The downsides for Hybrids (e.g. Data Vault) are:
- Scaling versus performance: lots of outer joins and tables in queries. Because Hybrid techniques allow denormalisation to a large extent this typically leads to more tables compared to a Dimensional Model (though not that more compared to a 3NF model). When building a Report, Cube or Dimension typically a lot of tables need to be joined to achieve the result. The counter argument is that Hybrid techniques are extremely consistent many of these tasks can be automated, either by using clever scripting or ETL automation. In a sense it’s a lot of the same type of join but a very easy to understand one.
- Additional storage of data. As with 3NF an Integration Layer / Core Data Warehouse layer is essentially a copy of the data which can be regarded as redundant. Counter argument: storage is cheap. Not all storage requires a database, other types of archives can be used as well. There always is a balance between this, performance and complexity. In this case, when weighting costs of additional storage, memory of performance against ease of maintenance, flexiblity and the other benefits (i.e. audit trail, ability to regenerate, no single point of failure etc.) it is clear to see that adding some additional hardware is by far the better option.

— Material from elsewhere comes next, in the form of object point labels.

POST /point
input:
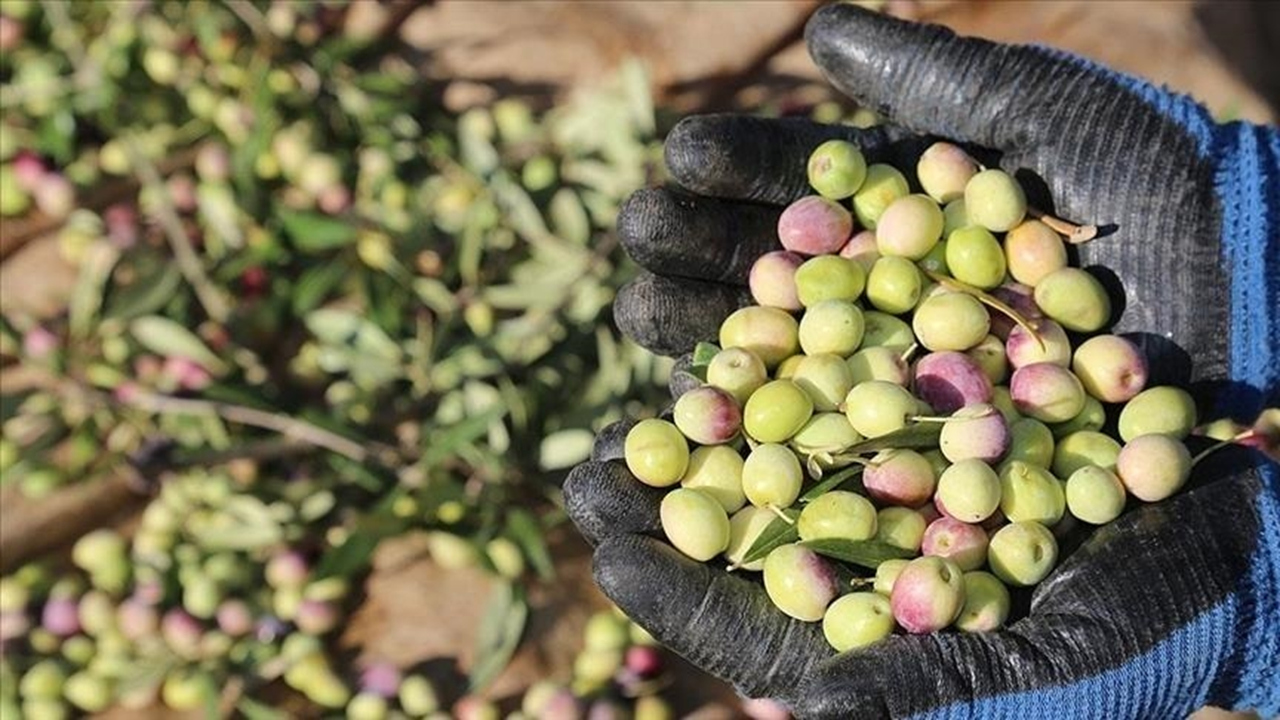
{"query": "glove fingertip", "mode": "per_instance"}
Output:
(670, 315)
(611, 442)
(604, 500)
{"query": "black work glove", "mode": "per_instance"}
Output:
(1170, 607)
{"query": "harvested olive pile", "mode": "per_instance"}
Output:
(905, 399)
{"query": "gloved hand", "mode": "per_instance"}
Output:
(1173, 606)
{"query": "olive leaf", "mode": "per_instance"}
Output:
(833, 482)
(867, 554)
(501, 629)
(776, 534)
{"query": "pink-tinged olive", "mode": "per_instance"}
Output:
(900, 477)
(878, 363)
(1047, 392)
(1095, 495)
(366, 706)
(1020, 299)
(824, 432)
(862, 249)
(959, 542)
(877, 408)
(772, 477)
(1031, 441)
(968, 491)
(1033, 251)
(986, 604)
(656, 452)
(831, 326)
(1164, 410)
(995, 200)
(717, 472)
(776, 411)
(737, 372)
(949, 381)
(318, 616)
(828, 277)
(886, 573)
(772, 279)
(475, 707)
(60, 616)
(708, 415)
(772, 335)
(1075, 299)
(950, 320)
(886, 331)
(1111, 368)
(1092, 417)
(836, 169)
(882, 186)
(974, 432)
(1153, 466)
(1031, 493)
(1023, 349)
(894, 285)
(928, 595)
(694, 523)
(814, 226)
(858, 620)
(990, 355)
(744, 529)
(944, 171)
(826, 378)
(909, 227)
(900, 527)
(799, 582)
(764, 709)
(1022, 554)
(837, 514)
(644, 661)
(974, 256)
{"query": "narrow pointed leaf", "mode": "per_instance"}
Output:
(776, 534)
(867, 554)
(833, 482)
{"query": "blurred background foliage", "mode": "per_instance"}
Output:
(315, 310)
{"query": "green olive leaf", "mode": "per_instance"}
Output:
(776, 534)
(832, 483)
(867, 554)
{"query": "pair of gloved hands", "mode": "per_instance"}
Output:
(1175, 605)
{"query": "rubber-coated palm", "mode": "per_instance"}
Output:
(1104, 154)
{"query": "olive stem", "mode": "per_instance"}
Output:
(1243, 434)
(951, 283)
(1074, 233)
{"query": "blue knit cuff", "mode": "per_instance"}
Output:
(1247, 180)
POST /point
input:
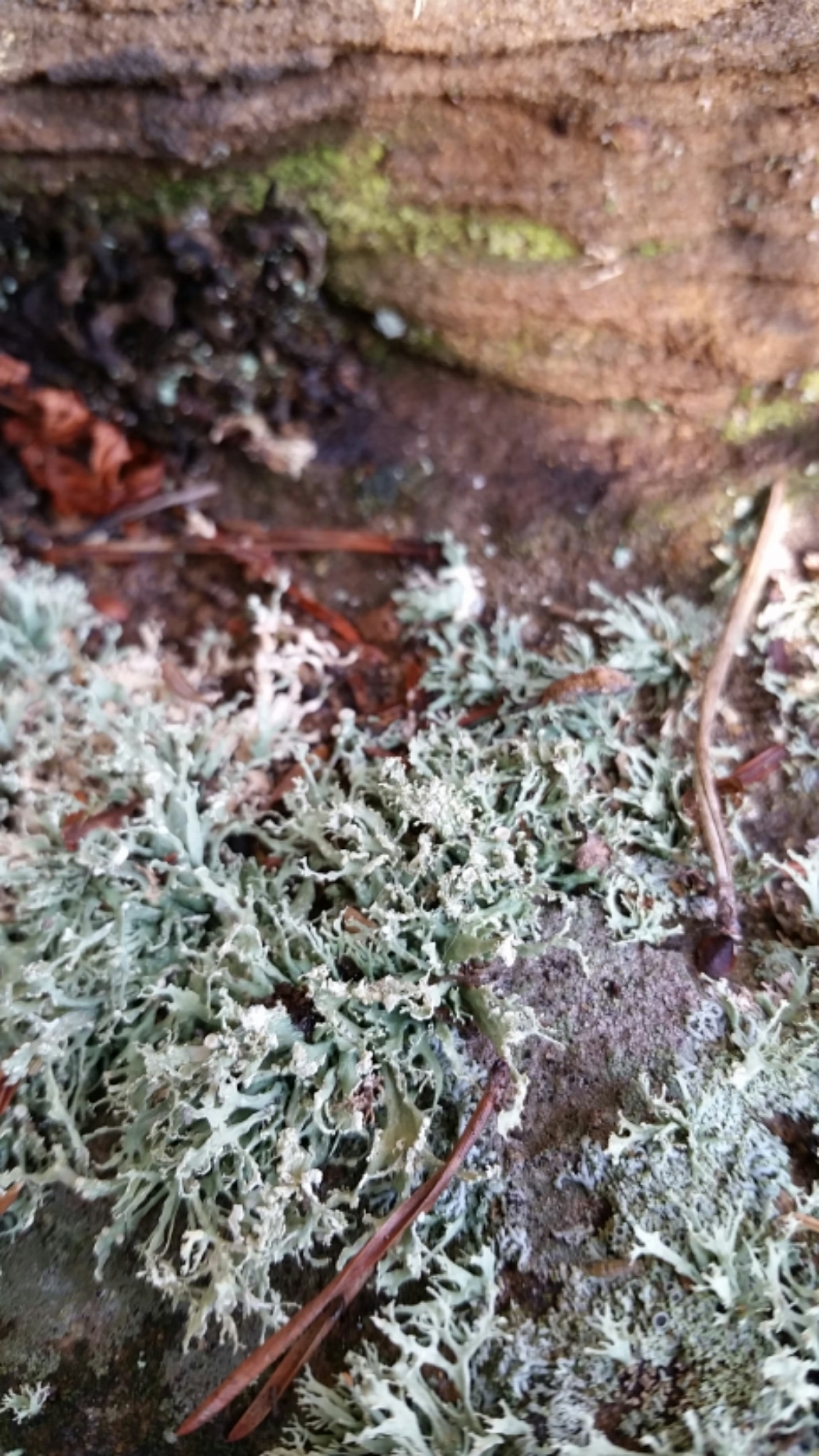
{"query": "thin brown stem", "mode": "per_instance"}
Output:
(350, 1280)
(734, 633)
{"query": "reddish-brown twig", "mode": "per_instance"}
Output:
(250, 548)
(296, 1342)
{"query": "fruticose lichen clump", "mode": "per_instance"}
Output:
(251, 1025)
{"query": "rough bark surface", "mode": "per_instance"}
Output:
(672, 146)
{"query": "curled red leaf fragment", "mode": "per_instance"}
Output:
(752, 771)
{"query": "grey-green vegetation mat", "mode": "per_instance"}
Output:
(252, 1056)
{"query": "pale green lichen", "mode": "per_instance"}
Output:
(26, 1403)
(208, 1042)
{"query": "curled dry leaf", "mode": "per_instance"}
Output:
(752, 771)
(177, 683)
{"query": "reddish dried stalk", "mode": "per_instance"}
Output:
(8, 1199)
(302, 1336)
(251, 548)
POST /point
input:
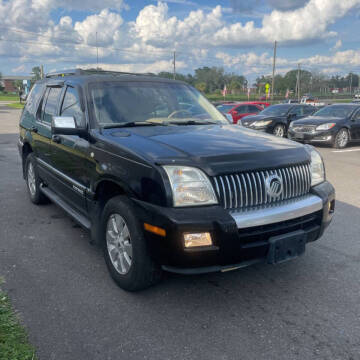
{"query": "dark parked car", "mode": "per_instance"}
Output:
(336, 124)
(276, 118)
(239, 110)
(163, 182)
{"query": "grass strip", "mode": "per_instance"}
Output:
(14, 343)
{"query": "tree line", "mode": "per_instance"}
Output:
(213, 80)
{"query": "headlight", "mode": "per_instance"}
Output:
(190, 186)
(262, 123)
(326, 126)
(317, 166)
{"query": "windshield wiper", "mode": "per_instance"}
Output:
(131, 124)
(192, 122)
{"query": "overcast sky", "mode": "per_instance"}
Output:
(141, 36)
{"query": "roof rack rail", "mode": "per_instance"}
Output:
(70, 72)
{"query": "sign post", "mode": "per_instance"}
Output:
(267, 88)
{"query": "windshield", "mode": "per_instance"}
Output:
(118, 102)
(339, 111)
(225, 108)
(277, 110)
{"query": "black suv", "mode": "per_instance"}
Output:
(276, 119)
(163, 181)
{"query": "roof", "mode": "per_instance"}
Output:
(86, 76)
(16, 77)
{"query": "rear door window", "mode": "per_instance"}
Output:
(51, 105)
(33, 98)
(298, 110)
(308, 110)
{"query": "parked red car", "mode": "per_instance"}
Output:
(239, 110)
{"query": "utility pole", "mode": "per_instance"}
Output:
(273, 78)
(97, 52)
(298, 82)
(174, 63)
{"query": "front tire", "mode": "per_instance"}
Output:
(125, 250)
(279, 130)
(33, 181)
(341, 139)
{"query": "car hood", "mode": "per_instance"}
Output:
(217, 149)
(317, 120)
(247, 120)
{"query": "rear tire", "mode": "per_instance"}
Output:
(33, 181)
(125, 250)
(341, 139)
(279, 130)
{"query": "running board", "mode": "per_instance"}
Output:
(81, 219)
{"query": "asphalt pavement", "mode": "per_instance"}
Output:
(305, 309)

- Not intended for ad-hoc end user access (including BI tools and OLAP). In other words: requires a Presentation Layer. A counter argument is that a Hub-and-Spoke architecture lends itself really well for Data Mining and in larger implementation Analytics / Data Scientist teams usually do have direct access. Another counter argument is that a Presentation Layer is implemented to remove the need for users to write complex queries and present data in an easily understandable structure.

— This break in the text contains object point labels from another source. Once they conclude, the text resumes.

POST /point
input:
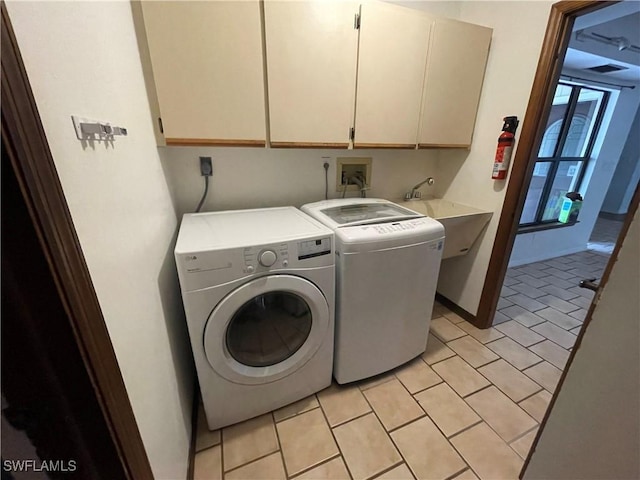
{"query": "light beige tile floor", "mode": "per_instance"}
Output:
(468, 408)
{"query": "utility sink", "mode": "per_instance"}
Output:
(462, 223)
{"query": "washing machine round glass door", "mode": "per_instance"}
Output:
(266, 329)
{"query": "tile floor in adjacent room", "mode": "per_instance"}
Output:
(469, 407)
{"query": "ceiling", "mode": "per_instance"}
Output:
(587, 50)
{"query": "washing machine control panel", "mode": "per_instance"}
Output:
(286, 255)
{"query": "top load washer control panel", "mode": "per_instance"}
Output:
(387, 228)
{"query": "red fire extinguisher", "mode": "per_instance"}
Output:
(506, 141)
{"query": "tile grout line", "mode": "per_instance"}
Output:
(275, 427)
(468, 427)
(341, 453)
(451, 477)
(388, 469)
(323, 462)
(524, 434)
(533, 394)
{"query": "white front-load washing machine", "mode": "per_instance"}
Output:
(258, 292)
(387, 265)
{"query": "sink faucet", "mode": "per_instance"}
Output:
(414, 193)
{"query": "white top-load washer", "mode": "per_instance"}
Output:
(387, 265)
(258, 292)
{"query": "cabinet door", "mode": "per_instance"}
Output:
(208, 70)
(311, 70)
(455, 70)
(391, 63)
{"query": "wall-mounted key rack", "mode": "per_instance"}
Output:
(87, 129)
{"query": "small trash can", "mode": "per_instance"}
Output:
(571, 205)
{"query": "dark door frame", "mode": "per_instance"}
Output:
(35, 170)
(554, 47)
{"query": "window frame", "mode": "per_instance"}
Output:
(557, 157)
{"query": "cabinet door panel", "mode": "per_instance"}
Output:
(208, 70)
(455, 70)
(391, 64)
(311, 70)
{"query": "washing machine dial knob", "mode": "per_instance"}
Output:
(267, 258)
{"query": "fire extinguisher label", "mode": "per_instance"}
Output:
(505, 155)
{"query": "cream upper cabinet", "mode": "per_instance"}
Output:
(455, 70)
(311, 49)
(208, 71)
(391, 64)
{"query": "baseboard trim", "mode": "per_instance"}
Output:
(455, 308)
(194, 431)
(613, 216)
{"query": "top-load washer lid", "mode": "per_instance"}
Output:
(357, 211)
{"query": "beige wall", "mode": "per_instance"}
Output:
(259, 177)
(246, 178)
(593, 430)
(82, 59)
(465, 176)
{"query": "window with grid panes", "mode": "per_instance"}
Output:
(564, 152)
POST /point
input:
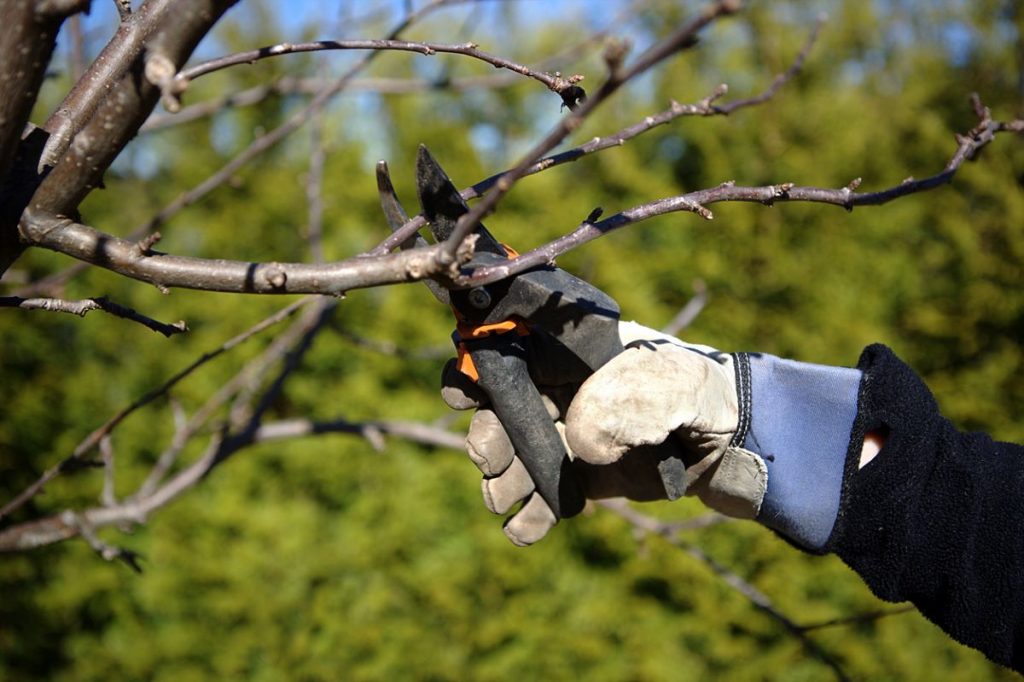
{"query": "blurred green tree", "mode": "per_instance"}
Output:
(357, 554)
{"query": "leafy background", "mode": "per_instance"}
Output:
(321, 558)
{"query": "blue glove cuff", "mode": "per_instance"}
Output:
(798, 417)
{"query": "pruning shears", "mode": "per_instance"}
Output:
(507, 328)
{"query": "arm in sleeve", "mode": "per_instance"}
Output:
(936, 518)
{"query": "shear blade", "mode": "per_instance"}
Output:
(442, 205)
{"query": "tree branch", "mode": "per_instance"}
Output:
(94, 438)
(28, 40)
(132, 259)
(553, 82)
(704, 108)
(101, 119)
(696, 202)
(681, 39)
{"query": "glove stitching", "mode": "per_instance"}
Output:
(742, 368)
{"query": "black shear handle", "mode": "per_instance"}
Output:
(501, 365)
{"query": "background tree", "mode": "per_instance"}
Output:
(345, 539)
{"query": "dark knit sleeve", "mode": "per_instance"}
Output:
(937, 518)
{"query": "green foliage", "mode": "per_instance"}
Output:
(322, 559)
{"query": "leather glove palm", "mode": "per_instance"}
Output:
(659, 398)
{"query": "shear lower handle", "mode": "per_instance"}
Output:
(501, 364)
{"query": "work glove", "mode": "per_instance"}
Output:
(659, 398)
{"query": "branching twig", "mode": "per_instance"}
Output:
(93, 439)
(165, 271)
(554, 82)
(704, 108)
(696, 202)
(80, 308)
(678, 40)
(270, 138)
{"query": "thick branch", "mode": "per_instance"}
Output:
(132, 259)
(121, 107)
(27, 43)
(28, 39)
(110, 67)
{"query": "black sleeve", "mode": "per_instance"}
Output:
(937, 518)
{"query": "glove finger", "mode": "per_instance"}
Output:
(530, 523)
(487, 443)
(458, 390)
(645, 393)
(505, 491)
(635, 476)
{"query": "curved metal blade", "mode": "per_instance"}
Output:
(442, 205)
(396, 217)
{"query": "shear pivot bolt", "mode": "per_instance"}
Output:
(479, 298)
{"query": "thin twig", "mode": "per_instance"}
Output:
(705, 108)
(553, 82)
(108, 497)
(93, 439)
(80, 308)
(271, 137)
(314, 188)
(696, 202)
(681, 39)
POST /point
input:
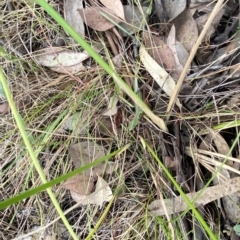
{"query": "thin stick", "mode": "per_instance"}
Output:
(191, 56)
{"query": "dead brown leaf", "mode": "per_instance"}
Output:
(186, 30)
(171, 41)
(115, 6)
(102, 193)
(174, 8)
(201, 21)
(178, 204)
(92, 17)
(161, 77)
(86, 152)
(80, 184)
(159, 51)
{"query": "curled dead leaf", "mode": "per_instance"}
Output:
(186, 30)
(115, 6)
(174, 8)
(86, 152)
(159, 51)
(57, 56)
(102, 193)
(161, 77)
(80, 184)
(93, 18)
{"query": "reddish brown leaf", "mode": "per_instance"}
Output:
(79, 184)
(159, 51)
(115, 6)
(92, 17)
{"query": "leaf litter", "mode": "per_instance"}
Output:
(157, 39)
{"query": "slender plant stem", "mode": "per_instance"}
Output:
(186, 199)
(57, 17)
(21, 127)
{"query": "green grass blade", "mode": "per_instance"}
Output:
(57, 17)
(52, 183)
(186, 199)
(21, 127)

- Aging relationships. The counter argument is that there is no reason to remove older relationships as they still show the state of the system at a point in time and they can easily be removed from use in the Presentation Layer.

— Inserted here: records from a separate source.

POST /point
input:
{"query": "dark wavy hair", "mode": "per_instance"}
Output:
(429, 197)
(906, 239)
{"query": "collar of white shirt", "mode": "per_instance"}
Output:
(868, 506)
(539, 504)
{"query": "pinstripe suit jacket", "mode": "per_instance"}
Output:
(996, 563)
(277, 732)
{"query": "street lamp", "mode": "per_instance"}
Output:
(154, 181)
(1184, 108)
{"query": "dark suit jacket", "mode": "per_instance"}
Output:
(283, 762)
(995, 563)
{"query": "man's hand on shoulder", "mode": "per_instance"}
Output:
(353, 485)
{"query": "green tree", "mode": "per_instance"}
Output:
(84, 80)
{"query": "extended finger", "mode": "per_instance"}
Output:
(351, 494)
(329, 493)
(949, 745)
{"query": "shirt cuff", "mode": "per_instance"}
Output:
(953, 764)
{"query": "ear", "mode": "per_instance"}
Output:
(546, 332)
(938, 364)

- Currently not an ‘open’ platform as implementation guidelines are fairly hard to get hold off and/or get agreement on. There are no strict or formal freely available implementation guidelines. The conceptual side is fairly well documented. This may lead to different people having different views on the implementation side.
- Does not provide solutions for Data Marts. The counter argument is that a Hybrid core Data Warehouse model is a perfect solution for the Data Staging concept in Dimensional Modelling and together they reduce some of the downsides of having a Dimensional Model.
- Requires highly structured and experienced (data) architect role (more so in comparison to other techniques).
- A higher than average number of database and ETL objects. The number of objects in a DV vs. 3NF is approximately a 3:1 ratio at the beginning of the EDW build and approx. 2:1 for mature warehouses. Counter: Objects in DVs are generally smaller and easier to confederate.